4th November 2021
Water detected 12.9 billion light years away
Astronomers using the Atacama Large Millimeter/submillimeter Array (ALMA) have reported the presence of water in SPT0311-58, a pair of galaxies located nearly 12.9 billion light years from Earth. This is the most distant detection ever made of a required element for life in a regular star-forming galaxy.
Water has been detected in the most massive galaxy in the early Universe, along with its neighbouring companion, according to new observations from the Atacama Large Millimeter/submillimeter Array (ALMA). In addition to H2O, astronomers found carbon monoxide (CO) in the galaxy pair, which are designated as SPT0311-58 and located 12.88 billion light years from Earth.
Detection of these two molecules in abundance suggests that the molecular Universe was already going strong, only a relatively short time after the forging of elements in early generations of stars. The new research is the most detailed study of molecular gas content of a galaxy in the early Universe to date and the most distant detection of H20 in a regular star-forming galaxy. The research is published this week in The Astrophysical Journal.
Astronomers discovered the two galaxies in 2017. The pair's location, or time, places them within the Epoch of Reionization. This epoch, as highlighted in the diagram below, occurred when the Universe was only 5% of its current age – and the first stars and galaxies were being born. Scientists believe that the two galaxies may be merging, and that their rapid star formation is not only using up their gas, but may eventually evolve the pair into massive, elliptical galaxies like those seen in the Local Universe.
"Using high-resolution ALMA observations of molecular gas in the pair of galaxies known collectively as SPT0311-58, we detected both water and carbon monoxide molecules in the larger of the two galaxies," explained Sreevani Jarugula, an astronomer at the University of Illinois and the principal investigator on the new research. "Oxygen and carbon, in particular, are first-generation elements, and in the molecular forms of carbon monoxide and water, they are critical to life as we know it. This galaxy is the most massive galaxy currently known at high redshift, or the time when the Universe was still very young. It has more gas and dust compared to other galaxies in the early Universe, which gives us plenty of potential opportunities to observe abundant molecules and to better understand how these life-creating elements impacted the development of the early Universe."
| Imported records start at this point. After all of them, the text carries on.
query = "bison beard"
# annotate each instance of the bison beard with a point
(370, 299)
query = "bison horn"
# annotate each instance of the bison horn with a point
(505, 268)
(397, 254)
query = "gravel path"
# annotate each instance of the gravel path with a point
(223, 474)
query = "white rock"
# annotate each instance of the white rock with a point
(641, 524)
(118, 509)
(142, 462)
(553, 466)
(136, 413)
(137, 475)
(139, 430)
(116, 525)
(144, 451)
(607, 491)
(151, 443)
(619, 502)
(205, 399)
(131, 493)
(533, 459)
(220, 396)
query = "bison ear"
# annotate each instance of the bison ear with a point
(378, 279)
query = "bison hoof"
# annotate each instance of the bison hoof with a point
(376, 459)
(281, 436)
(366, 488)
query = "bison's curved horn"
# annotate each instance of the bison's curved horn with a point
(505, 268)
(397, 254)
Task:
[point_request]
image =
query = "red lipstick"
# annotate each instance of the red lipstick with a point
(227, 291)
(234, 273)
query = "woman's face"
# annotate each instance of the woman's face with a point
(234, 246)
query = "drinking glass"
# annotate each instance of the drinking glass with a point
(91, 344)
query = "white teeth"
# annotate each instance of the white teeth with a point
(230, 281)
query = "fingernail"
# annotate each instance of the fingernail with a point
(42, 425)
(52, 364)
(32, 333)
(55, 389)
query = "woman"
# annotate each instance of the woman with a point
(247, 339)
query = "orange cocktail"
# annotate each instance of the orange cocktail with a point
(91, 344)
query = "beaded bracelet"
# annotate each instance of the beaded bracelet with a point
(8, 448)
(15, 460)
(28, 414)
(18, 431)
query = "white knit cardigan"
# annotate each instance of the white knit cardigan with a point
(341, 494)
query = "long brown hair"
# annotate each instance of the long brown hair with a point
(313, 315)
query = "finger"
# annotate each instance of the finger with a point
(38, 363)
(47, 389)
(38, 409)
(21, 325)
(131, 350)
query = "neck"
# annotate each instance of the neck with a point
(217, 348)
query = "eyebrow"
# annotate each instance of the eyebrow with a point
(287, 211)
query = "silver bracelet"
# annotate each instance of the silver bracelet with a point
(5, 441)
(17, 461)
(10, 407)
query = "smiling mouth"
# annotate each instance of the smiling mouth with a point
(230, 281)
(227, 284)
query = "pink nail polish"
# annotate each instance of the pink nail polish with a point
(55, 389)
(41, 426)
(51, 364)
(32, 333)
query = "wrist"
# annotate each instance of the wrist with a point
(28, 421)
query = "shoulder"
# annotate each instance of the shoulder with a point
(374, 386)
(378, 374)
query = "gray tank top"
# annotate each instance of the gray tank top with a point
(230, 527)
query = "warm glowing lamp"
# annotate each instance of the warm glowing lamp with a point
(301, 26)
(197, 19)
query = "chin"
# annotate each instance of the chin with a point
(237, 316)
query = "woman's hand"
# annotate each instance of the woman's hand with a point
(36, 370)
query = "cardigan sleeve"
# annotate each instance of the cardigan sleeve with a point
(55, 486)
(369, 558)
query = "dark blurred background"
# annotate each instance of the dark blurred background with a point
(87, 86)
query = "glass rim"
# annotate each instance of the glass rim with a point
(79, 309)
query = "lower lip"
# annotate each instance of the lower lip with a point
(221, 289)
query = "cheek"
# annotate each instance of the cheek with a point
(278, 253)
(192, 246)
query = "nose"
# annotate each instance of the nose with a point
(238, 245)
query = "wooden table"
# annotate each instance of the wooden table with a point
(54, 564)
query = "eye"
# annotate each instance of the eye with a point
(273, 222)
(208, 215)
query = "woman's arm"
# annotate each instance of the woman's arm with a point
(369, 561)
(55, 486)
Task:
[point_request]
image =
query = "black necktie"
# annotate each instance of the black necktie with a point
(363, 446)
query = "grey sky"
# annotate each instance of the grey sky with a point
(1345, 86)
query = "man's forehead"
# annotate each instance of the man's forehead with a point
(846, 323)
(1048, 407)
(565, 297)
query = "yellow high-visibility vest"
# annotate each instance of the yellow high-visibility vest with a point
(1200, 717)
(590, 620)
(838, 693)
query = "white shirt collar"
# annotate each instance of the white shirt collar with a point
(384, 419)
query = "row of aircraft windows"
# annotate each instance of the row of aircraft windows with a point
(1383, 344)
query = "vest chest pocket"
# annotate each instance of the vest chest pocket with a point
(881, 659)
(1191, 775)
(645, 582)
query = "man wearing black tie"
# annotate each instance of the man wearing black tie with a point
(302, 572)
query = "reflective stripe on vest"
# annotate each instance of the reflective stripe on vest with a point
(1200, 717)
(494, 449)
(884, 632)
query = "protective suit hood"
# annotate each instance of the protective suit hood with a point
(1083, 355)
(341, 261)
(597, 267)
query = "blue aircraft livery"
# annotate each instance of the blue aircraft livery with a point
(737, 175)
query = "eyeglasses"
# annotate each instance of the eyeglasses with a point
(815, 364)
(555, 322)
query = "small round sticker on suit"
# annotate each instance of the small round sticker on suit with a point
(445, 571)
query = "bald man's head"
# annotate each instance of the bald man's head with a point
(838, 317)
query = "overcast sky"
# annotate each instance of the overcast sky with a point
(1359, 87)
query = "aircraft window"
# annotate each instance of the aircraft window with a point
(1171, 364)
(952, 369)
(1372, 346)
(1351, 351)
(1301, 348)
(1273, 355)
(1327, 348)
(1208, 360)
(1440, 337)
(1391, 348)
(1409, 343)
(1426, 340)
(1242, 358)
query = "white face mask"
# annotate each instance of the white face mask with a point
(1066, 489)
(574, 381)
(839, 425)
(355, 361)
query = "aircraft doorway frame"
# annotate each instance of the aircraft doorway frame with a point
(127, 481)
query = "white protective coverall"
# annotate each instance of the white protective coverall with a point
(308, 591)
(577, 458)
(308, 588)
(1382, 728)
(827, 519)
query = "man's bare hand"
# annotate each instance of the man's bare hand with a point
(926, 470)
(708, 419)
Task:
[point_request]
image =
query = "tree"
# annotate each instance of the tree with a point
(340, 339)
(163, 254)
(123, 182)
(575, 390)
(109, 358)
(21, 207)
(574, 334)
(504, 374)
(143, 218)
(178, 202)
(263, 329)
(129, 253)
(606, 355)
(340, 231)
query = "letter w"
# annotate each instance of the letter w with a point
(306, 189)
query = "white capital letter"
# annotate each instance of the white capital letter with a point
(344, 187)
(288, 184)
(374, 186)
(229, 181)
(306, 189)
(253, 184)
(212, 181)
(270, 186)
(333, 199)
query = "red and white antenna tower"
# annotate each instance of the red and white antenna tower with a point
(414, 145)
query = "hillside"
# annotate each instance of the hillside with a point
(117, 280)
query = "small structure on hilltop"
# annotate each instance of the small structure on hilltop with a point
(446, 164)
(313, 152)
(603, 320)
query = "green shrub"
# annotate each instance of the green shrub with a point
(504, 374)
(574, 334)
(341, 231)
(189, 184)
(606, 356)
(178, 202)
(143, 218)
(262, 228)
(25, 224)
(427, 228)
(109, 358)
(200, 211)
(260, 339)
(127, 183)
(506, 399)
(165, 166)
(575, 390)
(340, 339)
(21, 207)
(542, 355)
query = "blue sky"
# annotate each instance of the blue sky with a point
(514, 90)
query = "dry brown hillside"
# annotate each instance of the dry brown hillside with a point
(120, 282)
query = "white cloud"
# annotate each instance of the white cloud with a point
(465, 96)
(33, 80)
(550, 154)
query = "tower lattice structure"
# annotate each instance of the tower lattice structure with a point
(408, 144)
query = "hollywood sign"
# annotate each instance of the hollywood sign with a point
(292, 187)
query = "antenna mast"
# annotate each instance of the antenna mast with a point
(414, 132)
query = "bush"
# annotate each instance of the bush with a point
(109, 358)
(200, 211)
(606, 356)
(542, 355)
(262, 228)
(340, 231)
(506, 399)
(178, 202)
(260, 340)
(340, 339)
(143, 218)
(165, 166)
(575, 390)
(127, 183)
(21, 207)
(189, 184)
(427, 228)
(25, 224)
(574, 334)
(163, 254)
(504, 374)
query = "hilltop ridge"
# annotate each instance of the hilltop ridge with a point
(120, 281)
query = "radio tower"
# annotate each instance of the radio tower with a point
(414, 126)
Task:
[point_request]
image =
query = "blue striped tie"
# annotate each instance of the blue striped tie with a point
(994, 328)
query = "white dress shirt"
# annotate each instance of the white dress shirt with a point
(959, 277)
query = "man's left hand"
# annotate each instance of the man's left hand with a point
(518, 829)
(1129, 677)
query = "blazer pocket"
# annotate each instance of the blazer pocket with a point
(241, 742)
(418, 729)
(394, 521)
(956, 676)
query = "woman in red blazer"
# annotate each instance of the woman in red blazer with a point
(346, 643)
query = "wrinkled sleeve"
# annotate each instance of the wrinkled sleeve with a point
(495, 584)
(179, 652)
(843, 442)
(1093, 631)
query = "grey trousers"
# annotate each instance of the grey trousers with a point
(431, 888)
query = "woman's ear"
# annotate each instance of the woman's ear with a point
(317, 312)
Water is the third most abundant molecule after molecular hydrogen and carbon monoxide. Previous studies of galaxies in the local and early Universe have correlated water emission and the far-infrared emission from dust.
"The dust absorbs the ultraviolet radiation from the stars in the galaxy and re-emits it as far-infrared photons," said Jarugula. "This further excites the water molecules, giving rise to the water emission that scientists are able to observe. In this case, it helped us to detect water emissions in this massive galaxy. This correlation could be used to develop water as a tracer of star formation, which could then be applied to galaxies on a cosmological scale."
Studying the earliest galaxies can help scientists to better understand the birth, growth, and evolution of the Universe, and everything in it – including our own Solar System and Earth. "Early galaxies are forming stars at a rate thousands of times that of the Milky Way," said Jarugula. "Studying the gas and dust content of these early galaxies informs us of their properties, such as how many stars are being formed, the rate at which gas is converted into stars, how galaxies interact with each other and with the interstellar medium, and more."
According to Jarugula, there is plenty left to learn about SPT0311-58 and other galaxies of the early Universe. "This study not only provides answers about where, and how far away, water can exist in the Universe but also has given rise to a big question: How has so much gas and dust assembled to form stars and galaxies so early in the Universe? The answer requires further study of these and similar star-forming galaxies to get a better understanding of the structural formation and evolution of the early Universe."
"This exciting result, which shows the power of ALMA, adds to a growing collection of observations of the early Universe," said Joe Pesce, astrophysicist and ALMA Program Director at the National Science Foundation. "These molecules, important to life on Earth, are forming as soon as they can, and their observation is giving us insight into the fundamental processes of a Universe very much different from today's."